Overall: 72% favor, 20% oppose
Republicans: 50% favor, 39% oppose
Democrats: 87% favor, 9% oppose
Independents: 73% favor, 22% oppose
That's pretty striking, given that it's seems such a difficult thing to accept in the halls of Congress. Of course, the insurance companies are not paying the people in the street, like they are those in the halls of Congress.

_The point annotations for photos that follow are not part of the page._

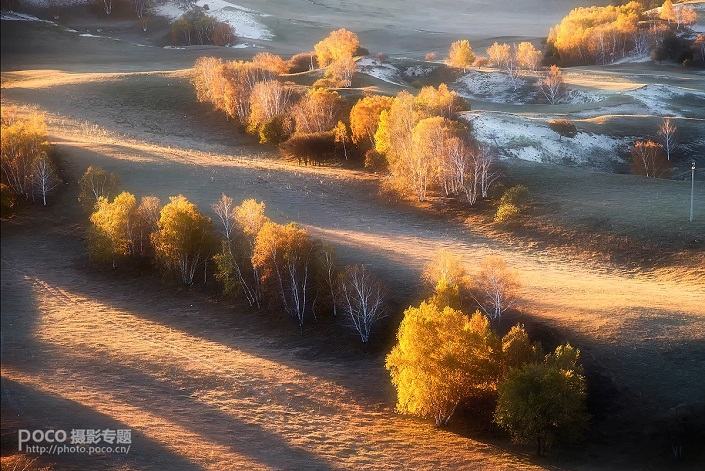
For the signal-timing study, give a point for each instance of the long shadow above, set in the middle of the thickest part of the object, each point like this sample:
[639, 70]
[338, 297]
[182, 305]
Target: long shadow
[24, 407]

Question: "Would you be willing or not willing to pay higher taxes so that all Americans have health insruance that they can't lose no matter what?"
Overall: 57% willing, 37% not willing
Income > $50,000: 64% willing, 27% not willing
Income < $50,000: 52% willing, 44% not willing
Question: ""Which is a more serious problem right now: keeping health care costs down or providing health insurance for Americans who do not have any?"
All respondents: costs down 26%, provide insurance 65%
Republicans: costs down 52%, provide insurance 42%
Democrats: costs down 15%, provide insurance 78%
Independents: costs down 24%, provide insurance 64%
If our Congress listened to the people instead of the insurance industry, effective health care reform with a public option would be a slam-dunk.

Ralph

1 comment:

  1. I am a health insurance agent in Utah. I sit on the board of the Utah health underwriters as webmaster for http://www.benefitsmanager.net/ and http://www.uahu.org/. I was heavily involved in designed a web connector to help Utah residents by pulling private and state sponsored insurance mechanisms together. It had a low budget of around $150k that virtually guaranteed health insurance coverage through either the private or state programs. Better yet all the local carriers agreed to split the costs. Our state insurance task force committee rejected the idea. They elected to go for a Massachusetts type connector program that isn't working well when you actually dig deep and check facts of where they are now. Our state approved H.B. 188 with a zero fiscal note attachment! My point is, I have been a fly on the wall in countless legislative meetings, insurance board meetings, hospital board meetings, the list goes on. The problem is conflict with the market demanding profit in all sectors of the system. Tough order to fill and keep costs down? You are absolutely right when you claim that healthcare is now unsustainable. I have been crying that a long time. Nobody listens.